Além disso, o desmatamento da terra para pasto e pecuária, principal atividade econômica no Ceará desde a colonização, aprofundou essa degradação. Para Kênia, o passado de desrespeito com o meio ambiente e o bioma do Semiárido implicou numa dependência de regimes pluviométricos anuais.
“O cearense estabeleceu uma história sagrada com a chuva e, portanto, sua celebração é uma certeza de melhores dias, uma vez que se depender de políticas públicas de irrigação e democratização da água, pouca coisa foi realizada até hoje”, completa.
Nascida na Serra do Machado, em Canindé, e autodeclarada “filha do Sertão”, a professora Sulamita Vieira, da área de Antropologia das Ciências Sociais da UFC, acrescenta que essa dependência da chuva se agravou pela falta de tecnologias eficazes de coleta e reserva de água para consumo.
“Nesse cenário, a natureza termina sendo uma espécie de grande responsável pela existência da água.
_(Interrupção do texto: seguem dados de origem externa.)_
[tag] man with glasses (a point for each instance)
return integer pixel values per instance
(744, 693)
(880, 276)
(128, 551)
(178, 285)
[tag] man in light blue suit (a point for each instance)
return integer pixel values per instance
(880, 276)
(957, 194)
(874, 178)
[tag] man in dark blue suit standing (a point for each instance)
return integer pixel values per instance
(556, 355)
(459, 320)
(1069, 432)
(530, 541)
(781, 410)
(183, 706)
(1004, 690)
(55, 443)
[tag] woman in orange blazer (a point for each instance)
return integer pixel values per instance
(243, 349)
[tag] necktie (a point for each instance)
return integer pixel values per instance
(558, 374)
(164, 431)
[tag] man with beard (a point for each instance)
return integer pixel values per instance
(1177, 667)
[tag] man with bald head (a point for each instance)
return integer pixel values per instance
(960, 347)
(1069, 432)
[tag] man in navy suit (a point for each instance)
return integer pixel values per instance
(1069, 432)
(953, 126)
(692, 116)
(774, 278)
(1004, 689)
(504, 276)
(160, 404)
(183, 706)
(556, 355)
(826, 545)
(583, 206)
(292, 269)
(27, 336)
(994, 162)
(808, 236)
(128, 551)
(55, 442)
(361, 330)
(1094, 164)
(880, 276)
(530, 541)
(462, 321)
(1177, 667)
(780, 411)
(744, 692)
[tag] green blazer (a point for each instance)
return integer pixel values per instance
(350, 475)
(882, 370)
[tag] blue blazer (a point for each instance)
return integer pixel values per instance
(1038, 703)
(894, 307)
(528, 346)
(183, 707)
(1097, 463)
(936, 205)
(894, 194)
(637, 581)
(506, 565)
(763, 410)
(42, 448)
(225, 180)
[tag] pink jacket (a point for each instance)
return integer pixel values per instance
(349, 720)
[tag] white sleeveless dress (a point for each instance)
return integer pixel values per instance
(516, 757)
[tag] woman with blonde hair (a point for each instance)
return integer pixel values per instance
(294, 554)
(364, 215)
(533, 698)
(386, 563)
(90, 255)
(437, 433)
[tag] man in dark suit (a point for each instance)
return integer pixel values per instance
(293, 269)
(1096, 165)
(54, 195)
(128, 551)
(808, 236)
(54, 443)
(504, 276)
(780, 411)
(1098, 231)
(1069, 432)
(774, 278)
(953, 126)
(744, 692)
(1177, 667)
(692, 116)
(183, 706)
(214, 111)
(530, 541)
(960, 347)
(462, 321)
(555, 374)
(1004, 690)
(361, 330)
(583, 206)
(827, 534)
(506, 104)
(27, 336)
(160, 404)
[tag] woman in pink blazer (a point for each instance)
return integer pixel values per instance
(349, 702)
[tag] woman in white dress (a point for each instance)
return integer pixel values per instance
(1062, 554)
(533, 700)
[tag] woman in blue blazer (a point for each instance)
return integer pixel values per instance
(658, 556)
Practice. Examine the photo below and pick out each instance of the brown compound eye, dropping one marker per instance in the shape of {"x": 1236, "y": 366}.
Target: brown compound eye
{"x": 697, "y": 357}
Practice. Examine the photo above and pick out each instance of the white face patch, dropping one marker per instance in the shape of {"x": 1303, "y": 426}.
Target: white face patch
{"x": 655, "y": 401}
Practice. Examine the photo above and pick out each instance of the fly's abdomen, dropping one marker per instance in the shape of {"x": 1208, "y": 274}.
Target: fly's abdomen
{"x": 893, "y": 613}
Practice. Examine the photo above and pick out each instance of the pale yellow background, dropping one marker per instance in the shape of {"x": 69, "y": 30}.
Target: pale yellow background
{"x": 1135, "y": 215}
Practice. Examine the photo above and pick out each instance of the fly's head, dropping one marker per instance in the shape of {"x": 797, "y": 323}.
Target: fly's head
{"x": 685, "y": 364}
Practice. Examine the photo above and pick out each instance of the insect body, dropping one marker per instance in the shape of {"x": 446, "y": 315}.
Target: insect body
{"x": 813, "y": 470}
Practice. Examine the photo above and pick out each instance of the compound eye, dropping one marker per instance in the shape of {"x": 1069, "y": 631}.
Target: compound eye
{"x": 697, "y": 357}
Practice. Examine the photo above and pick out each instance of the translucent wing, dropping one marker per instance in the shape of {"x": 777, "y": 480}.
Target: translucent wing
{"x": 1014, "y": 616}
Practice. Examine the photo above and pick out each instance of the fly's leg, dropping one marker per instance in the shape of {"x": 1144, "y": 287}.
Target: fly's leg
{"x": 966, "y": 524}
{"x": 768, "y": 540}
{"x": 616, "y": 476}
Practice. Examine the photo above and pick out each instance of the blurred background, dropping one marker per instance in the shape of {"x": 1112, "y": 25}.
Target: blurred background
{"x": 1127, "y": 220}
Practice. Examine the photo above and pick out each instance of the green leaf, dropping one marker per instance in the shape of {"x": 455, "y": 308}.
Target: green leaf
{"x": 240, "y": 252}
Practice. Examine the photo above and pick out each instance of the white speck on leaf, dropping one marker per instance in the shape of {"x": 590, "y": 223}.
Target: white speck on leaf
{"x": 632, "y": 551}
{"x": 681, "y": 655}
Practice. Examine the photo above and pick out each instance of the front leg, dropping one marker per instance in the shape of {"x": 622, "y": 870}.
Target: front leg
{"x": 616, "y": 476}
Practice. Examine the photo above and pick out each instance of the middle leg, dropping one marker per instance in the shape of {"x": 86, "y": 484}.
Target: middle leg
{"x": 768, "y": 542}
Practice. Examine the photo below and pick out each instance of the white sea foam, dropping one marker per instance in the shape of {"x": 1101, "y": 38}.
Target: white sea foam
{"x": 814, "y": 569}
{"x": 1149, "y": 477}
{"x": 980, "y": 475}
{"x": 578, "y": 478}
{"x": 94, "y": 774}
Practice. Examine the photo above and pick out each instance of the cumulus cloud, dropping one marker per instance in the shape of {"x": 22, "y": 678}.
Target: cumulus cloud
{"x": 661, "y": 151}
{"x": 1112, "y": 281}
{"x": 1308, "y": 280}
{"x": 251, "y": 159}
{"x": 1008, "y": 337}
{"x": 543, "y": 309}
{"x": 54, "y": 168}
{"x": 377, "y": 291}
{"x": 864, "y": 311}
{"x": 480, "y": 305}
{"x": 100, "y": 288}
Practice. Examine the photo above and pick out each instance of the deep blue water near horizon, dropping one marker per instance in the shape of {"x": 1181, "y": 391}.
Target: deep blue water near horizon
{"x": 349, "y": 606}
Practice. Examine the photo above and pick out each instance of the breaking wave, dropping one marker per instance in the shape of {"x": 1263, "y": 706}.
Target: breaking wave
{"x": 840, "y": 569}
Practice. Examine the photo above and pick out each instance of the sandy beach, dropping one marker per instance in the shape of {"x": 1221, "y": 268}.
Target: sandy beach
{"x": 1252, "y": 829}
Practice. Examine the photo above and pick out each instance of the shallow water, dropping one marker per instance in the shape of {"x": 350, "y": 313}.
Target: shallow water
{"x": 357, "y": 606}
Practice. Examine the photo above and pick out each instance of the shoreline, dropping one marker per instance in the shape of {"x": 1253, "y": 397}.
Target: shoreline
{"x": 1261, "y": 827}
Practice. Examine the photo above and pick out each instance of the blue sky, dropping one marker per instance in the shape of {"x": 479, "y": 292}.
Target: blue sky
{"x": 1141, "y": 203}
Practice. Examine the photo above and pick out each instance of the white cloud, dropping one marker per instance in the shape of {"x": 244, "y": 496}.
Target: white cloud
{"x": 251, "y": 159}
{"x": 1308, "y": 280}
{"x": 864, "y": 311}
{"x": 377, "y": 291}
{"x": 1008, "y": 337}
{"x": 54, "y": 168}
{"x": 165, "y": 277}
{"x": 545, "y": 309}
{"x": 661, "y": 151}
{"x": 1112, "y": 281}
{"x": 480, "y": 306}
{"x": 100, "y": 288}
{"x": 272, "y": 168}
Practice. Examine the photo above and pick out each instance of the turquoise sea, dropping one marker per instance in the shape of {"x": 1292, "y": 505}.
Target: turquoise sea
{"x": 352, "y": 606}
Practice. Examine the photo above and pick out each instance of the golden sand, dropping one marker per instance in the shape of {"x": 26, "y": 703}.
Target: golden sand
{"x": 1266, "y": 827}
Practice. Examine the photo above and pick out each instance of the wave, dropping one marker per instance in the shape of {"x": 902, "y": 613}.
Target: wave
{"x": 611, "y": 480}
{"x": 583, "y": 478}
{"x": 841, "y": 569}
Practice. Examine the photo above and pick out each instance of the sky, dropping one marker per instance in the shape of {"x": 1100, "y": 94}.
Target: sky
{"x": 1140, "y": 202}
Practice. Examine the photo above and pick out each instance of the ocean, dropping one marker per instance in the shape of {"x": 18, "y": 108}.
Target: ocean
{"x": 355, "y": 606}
Assim, a chuva é incorporada à cultura como algo extremamente valioso; algo quase sagrado, muitas vezes, uma variável decisiva, por exemplo, em relação à obtenção, ou não, da safra pelos trabalhadores”, finaliza.
O clima de alegria que acompanha a chegada da chuva ficou eternizado nas manifestações culturais e artísticas do Ceará. Os pedidos pela benção de São José para uma quadra chuvosa favorável estão presentes em boa parte dessas produções. Confira alguns exemplos:
A Triste Partida - Patativa do Assaré
“Apela pra março, que é o mês preferido do santo querido, Sinhô São José / Meu Deus, meu Deus / Mas nada de chuva, tá tudo sem jeito, lhe foge do peito o resto da fé”.
São João do Carneirinho - Luiz Gonzaga
“Eu prantei meu mio todo no dia de São José /Se me ajudar, a providença, vamos ter mio a grané”.
Sinal de Inverno - Eudes Fraga
“Esperei meu amor, esperei com muita fé, que nem um agricultor no Dia de São José / Espera pela chuva, esperei ela voltar, esperei meu amor, até a chuva chegar / Chuva é sinal de inverno no Dia de São José / me dê um sinal, meu amor, se você ainda me quer”.